Wednesday, October 28, 2009

BOOK REVIEW: TRACING THE HISTORY OF RUSSIAN INVOLVEMENT IN THE CAUCASUS

The Captive and the Gift: Cultural Histories of Sovereignty in Russia and the Caucasus
by Bruce Grant
200pp. $21.95 (paperback)
Publisher: Cornell University Press (June, 2009)

In his autobiography The Two Lives of My Generation (OLMA Media Group 2006), Russian broadcaster and best-selling author Yuri Kostin quotes a classical poem about Georgia:

"On Georgia godly gifts were showered,
In garden shade they bloomed and flowered,
And have since then, and without fear,
Behind a friendly fringe of spear."

[from "Mtsyri" by Michael Lermontov (1814-1841); my translation]

Kostin, born in 1965, the same year as Russia’s president, Dmitriy Medvedyev, belongs to a pivotal generation now coming into power: it is perhaps the last generation that can clearly recall Soviet times. It is also a generation suckled on the writings of Pushkin, Lermontov, and Tolstoy. Kostin’s implication is that literary notions of "godly gifts" and "friendly spear" in the Caucasus cannot be dismissed as quaint: indeed, in Russia, they have gained traction.

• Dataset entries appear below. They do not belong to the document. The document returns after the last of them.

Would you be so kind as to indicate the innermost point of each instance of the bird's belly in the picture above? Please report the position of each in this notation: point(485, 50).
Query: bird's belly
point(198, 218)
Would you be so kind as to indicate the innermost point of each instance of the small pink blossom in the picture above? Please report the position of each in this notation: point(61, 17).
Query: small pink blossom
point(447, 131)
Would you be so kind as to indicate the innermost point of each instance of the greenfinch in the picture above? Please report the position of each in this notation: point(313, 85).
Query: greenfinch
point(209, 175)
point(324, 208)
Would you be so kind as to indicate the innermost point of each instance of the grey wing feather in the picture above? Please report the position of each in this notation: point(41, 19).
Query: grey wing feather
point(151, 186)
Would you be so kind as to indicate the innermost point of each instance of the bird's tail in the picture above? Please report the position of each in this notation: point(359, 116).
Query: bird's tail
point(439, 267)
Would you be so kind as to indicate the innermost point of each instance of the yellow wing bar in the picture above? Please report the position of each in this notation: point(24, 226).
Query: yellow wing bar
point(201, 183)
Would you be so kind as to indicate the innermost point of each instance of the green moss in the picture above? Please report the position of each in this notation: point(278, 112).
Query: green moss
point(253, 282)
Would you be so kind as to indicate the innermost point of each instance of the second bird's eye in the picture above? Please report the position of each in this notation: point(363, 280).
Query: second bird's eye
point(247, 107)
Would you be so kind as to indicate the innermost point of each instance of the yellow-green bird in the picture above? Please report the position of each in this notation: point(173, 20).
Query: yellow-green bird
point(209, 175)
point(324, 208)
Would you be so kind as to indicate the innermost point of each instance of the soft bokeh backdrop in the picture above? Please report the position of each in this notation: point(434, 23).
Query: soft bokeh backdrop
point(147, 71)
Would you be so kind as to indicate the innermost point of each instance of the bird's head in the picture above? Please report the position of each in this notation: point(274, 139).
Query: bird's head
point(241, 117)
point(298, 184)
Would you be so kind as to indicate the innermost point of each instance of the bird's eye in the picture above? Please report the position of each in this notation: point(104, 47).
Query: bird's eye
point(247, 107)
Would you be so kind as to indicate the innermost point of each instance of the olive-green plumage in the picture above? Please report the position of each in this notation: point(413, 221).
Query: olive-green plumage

This, too, is the thesis of Bruce Grant’s intriguing The Captive and the Gift: Cultural Histories of Sovereignty in Russia and the Caucasus (Cornell 2009)--an exploration of stories and poems (some of them thousands of years old), films, and the recurrent themes in them of capture, hostage-taking, and gift-giving. Grant argues that Russia has couched its empire-building in terms of bringing to others the gifts of civilization, education, language, and even soul--along with a friendly fringe of spear.

Grant contends that Russians have been profoundly influenced by tales of the Caucasus--as have Caucasians themselves, who read the classics as part of the same Soviet curriculum and often came to consider them as historically correct masterpieces. Grant, who is Associate Professor of Anthropology at New York University, encapsulates the problem neatly: Russian writers who sallied into the Caucasus "entered a physical place, found a mythic place, and generated a narrative place."

Unfortunately, Grant also sprinkles his text with undefined terms (’acts of emplacement,’ ’logics of sovereignty,’ ’biopolitics,’ ’idioms of closure,’ ’sleights of power’) that take considerable getting used to. There are also some academic head-scratchers like: "In examples such as these [i.e. a legend about bride kidnapping] we find the logics of Bataille most prominent: beyond pure utility, persons may be stolen foremost to perform sovereignty in an act of power as spectacle."

But all in all, this book will greatly reward the reader. Just as the United States "settled" the Wild West, Russians contended with the Caucasus--and indeed still do. Grant’s labor in The Captive and the Gift is to present us with the interplay between myth, story, and action: between Russian ideas about the Caucasus and their actual relations with it.